Sirinda: I’ll say some of the things that were challenged. I had never been in a situation where there might be a little bit of hesitance to believe because you’re a salesperson or you’re part of the sales team. You’re just trying to sell me something. And I’m like, no, no, this is really how if I were here, I would help you. Like if I were your employee, this is what I would be recommending as well. But there’s still that reluctance because there’s so many companies calling on all the businesses that there’s that little bit of reluctance, I think, sometimes to believe that you don’t have maybe an ulterior motive, which is to sell, which I guess rightfully so, that they’re going to think that. But it was a little bit of a challenge because you get worried, am I going to lose my technical experience? Because I’m not hands-on as much anymore. There were some times that you had ability to use labs, you know, you could install virtual technology on your desktop device or your laptop. But when you say not hands-on, I will recall, and I did have this experience from working for my dad, that I had salespeople, they would order in like seed equipment. So we would get a couple customers that would get the latest technology servers. Dell was very good about when I was a customer at Cosmo, I had some seed equipment. I had servers that were brand new technology, we were supposed to evaluate them, decide if we wanted more, and they would get delivered to us. There was one when I worked for Dell that was blade technology that would fit under your desk. And it was a couple blades and shared storage. It’s called the Vertex. And they got a seed one in, and we sent it to one customer for a period of time. And then the salesperson, she told me, you now need to take it over to this customer, this customer. And I’ve racked servers before, it’s not like I can’t lift equipment and stuff, I carried three kids around, I’m fairly strong, but those were heavy and like a chassis full of equipment.


Manuel: They’re dense.


Sirinda: So I would have to unrack everything, take the power supplies out, like get it down to where it would be light enough for me to be able to bring in. And I brought it to several of the big businesses here in town. One of the casinos that has multiple properties all over the US, they bought them for all their remote properties, actually. I had a defense contractor customer up in Reno that I brought it to, power company, like I brought it all over, and they were able to evaluate it. But normally, Dell would have it shipped to each customer separately, but she was only allowed like one seed. And so she wanted everybody to be able to experience it. So I helped bring it and I helped set it up. And then I would sit behind them and help walk them through setting it up. So even though I wasn’t hands on, I still had the experience of going to the screens, making sure it was configured correctly. And yeah.
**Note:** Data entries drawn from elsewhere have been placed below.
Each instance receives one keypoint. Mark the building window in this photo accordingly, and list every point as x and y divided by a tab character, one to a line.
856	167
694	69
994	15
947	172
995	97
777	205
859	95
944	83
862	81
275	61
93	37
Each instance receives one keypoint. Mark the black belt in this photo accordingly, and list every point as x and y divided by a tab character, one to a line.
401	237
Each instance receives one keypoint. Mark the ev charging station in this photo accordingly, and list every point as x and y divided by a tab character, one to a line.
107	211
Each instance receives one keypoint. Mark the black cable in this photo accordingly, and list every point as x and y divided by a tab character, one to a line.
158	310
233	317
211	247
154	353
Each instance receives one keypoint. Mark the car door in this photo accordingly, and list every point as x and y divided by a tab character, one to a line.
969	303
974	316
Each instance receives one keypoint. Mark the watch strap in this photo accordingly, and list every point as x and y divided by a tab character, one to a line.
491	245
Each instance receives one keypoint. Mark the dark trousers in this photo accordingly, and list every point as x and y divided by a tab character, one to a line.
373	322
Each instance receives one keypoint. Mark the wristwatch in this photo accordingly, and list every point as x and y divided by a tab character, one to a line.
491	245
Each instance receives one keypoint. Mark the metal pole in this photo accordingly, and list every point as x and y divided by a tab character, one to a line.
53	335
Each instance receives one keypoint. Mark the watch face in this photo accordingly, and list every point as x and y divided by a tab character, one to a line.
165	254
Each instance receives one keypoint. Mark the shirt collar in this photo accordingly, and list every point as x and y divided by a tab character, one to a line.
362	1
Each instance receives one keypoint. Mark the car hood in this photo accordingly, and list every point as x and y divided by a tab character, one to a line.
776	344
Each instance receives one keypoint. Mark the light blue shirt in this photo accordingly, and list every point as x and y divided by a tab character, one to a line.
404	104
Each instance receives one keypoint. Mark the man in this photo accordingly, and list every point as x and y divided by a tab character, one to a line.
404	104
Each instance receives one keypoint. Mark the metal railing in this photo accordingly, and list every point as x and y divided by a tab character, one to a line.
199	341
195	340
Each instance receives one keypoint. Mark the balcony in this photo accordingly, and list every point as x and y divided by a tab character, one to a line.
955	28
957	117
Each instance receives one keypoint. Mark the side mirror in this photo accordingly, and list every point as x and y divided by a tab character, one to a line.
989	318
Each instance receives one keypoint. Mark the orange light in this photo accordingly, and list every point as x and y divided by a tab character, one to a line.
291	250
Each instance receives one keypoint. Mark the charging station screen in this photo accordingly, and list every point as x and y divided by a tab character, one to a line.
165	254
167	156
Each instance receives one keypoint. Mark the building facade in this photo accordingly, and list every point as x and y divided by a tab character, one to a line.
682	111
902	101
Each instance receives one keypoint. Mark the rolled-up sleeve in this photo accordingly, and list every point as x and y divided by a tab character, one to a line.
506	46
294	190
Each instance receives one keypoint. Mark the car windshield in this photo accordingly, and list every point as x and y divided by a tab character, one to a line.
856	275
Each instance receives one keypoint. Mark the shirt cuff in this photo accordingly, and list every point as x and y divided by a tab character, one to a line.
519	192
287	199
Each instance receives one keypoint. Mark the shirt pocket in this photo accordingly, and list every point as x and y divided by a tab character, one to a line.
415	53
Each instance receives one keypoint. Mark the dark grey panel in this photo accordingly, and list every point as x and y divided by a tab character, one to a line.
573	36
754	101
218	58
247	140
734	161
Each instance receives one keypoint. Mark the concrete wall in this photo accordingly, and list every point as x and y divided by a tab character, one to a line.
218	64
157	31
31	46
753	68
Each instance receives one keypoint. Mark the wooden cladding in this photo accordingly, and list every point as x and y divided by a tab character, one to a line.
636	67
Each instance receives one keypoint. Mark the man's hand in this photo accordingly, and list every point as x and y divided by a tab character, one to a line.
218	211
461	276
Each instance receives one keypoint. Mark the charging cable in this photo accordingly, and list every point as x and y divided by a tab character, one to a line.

Manuel: So that one seed you were moving from property to property?


Sirinda: Yes.


Manuel: So racking it, helping them set it up, and then like tearing it down.


Sirinda: It came in like a big footlocker. I still probably, if I went back, I have pictures of it because it would sit in my living room. This huge footlocker that was all padded and it had the Dell gear in it. And there was no way I was able to move that big footlocker. And so yeah, I would literally take it apart. I would call ahead, make sure they had a cart or something. I could bring it in on, bring it on to property, put it together, and then sit with the Engineer and help them get it up and running. So yeah. So I did do a little bit of hands on, but it was far and few between. It was more kind of presenting the technology, educating. But I found that I kind of liked to do that as well. Because once you’ve, I think in any career, once we learn to be, you know, proficient at what we do, it’s time to pass it down and pass it on to the people that are coming behind us. And when you think of it in terms of customers, you know, they’re not always younger than me, but often. And so I’m helping share knowledge and hopefully helping them be successful with whatever they choose to do. Yeah.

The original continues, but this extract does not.